Supporters believe the proposal would make the Bitcoin network more focused on payment functionality and reduce the burden on node operation; opponents argue that it would escalate policy disputes over block space usage into a consensus-rule change, deciding which transactions are “acceptable.”
Strategy founder Michael Saylor and Blockstream co-founder Adam Back have both publicly opposed BIP-110. Saylor said: “There are 110 things more dangerous than junk data,” and claimed the proposal would “turn the junk data controversy into a consensus change, making some transactions that are currently valid and paying fees invalid.” Adam Back also said that if supporters cannot accept the current situation, they can choose to fork, but “Bitcoin won’t join.”

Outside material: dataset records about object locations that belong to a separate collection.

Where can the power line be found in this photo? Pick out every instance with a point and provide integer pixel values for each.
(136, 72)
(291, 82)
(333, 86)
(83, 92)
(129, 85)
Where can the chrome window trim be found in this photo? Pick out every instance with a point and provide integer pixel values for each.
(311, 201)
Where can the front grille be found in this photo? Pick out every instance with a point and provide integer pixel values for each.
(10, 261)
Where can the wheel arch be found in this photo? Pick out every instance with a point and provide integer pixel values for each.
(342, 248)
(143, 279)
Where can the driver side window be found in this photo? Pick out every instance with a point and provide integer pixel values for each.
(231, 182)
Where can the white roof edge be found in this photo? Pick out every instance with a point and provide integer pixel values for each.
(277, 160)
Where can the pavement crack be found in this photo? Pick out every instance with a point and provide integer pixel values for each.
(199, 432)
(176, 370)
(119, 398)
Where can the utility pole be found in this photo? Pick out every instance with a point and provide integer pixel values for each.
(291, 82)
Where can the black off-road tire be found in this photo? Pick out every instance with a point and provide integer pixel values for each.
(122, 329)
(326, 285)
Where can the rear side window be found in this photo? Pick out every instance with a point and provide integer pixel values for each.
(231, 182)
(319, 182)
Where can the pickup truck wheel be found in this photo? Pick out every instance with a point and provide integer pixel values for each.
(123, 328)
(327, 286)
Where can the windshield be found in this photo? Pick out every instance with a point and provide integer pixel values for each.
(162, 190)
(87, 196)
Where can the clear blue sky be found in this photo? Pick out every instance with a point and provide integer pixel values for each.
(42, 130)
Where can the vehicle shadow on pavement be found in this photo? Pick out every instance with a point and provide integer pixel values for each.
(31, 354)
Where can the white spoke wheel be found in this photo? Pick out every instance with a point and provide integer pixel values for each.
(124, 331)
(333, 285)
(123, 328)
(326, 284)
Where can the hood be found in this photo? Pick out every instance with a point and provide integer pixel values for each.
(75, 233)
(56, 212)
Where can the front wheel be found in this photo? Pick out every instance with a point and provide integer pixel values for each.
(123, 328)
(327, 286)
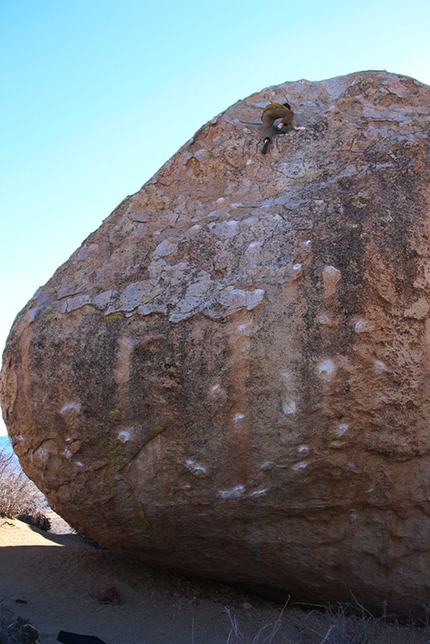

Data shows that BIP-110 uses a user-activated soft fork mechanism, setting a 55% miner signaling threshold. But currently, the miner signaling rate has never exceeded about 1%; the current cycle is 0, and there is no major mining pool support. The share of nodes running the BIP-110 software is also only in the single digits, mainly coming from Bitcoin Knots users.
The proposal’s current signaling cycle is scheduled to end near block height 959,615, with a voluntary lock-in period expected to start in early August and activation planned for around September. If broad support is still lacking by then, it could lead to a split chain formed by a minority of nodes.